Working for nothing
Matthew Yglesias announces that his employer, The American Prospect magazine in Washington, is seeking interns.
One of his commenters raises an important point:
Honest question. One thing I’ve never understood: why is it exploitation for, say, GM to hire somebody for $2.00 per hour, but perfectly ok for TAP or Congress to hire somebody for $0.00/summer?
Another writes:
How is someone supposed to live on erm, nothing for a whole summer? Or is this another one of those tilted toward the rich things?
It reminds me of an article I read years ago in the Baffler magazine. I can’t find the full text online, but a summary from Utne Reader is available as are some excepts on another site.
The author, Jim Frederick, calculated that MTV alone saves more than $642,270 a year by relying on the free labour of interns, and that American business as a whole saves $39.5 million per year through unpaid intern labour. He also offered this explaination of why so many young things are willing to be exploited, and the consequences to the social composition of the “glamour industries”:
First, a bit of basic employment-market economics. The glamour industries enjoy a tremendous surplus of labor. There are more people who want media jobs than can be employed.

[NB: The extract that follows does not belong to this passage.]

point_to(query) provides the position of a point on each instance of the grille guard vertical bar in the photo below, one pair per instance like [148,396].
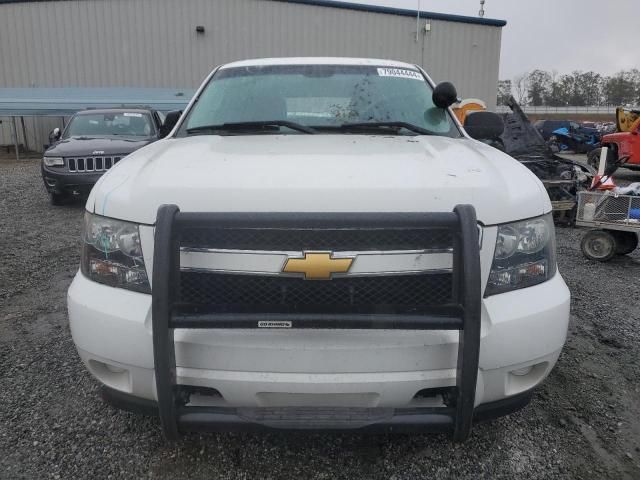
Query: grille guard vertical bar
[469,343]
[166,270]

Therefore labor is cheap, as demonstrated by the industry’s already low salaries ($18,000 a year for an editorial assistant is not uncommon, which is about $9 dollars an hour, assuming the most optimistic work schedule possible). Left to its own devices, a rational market with surplus labor will bid wages down almost to the point where no one will accept a job. If it can, a market will bid the wages all the way down to zero, as long as someone, anyone, will do the work, for whatever real or imagined benefit. Which brings us back to Jessica and Chip. For them and their classmates the imagined benefits of an internship are so great that real benefits — you know, wages — have been bid out of existence. Businesses, obviously, have a real, bottom-line incentive to encourage the trend toward labor that is not only free, but without any type of obligation whatsoever. In other words, interns are restructuring the labor market. Thanks to those who can afford to win the labor auction with the lowest possible price — I’ll work for free! — those without outside (read “parental”) support are forced to take tremendous real-dollar losses to stay competitive, or they are simply priced out of competition entirely. This ensures that the glamour industries remain the land of the rich and privileged, for they are the only people who can absorb a short-term loss to get an imagined long-term gain.
Here in Britain, the oversupply of entry level hacks willing to work for imagined benefits extends to local newspapers, where scandalously low pay is the norm. Roy Greenslade documents it in his Media Guardian column this week.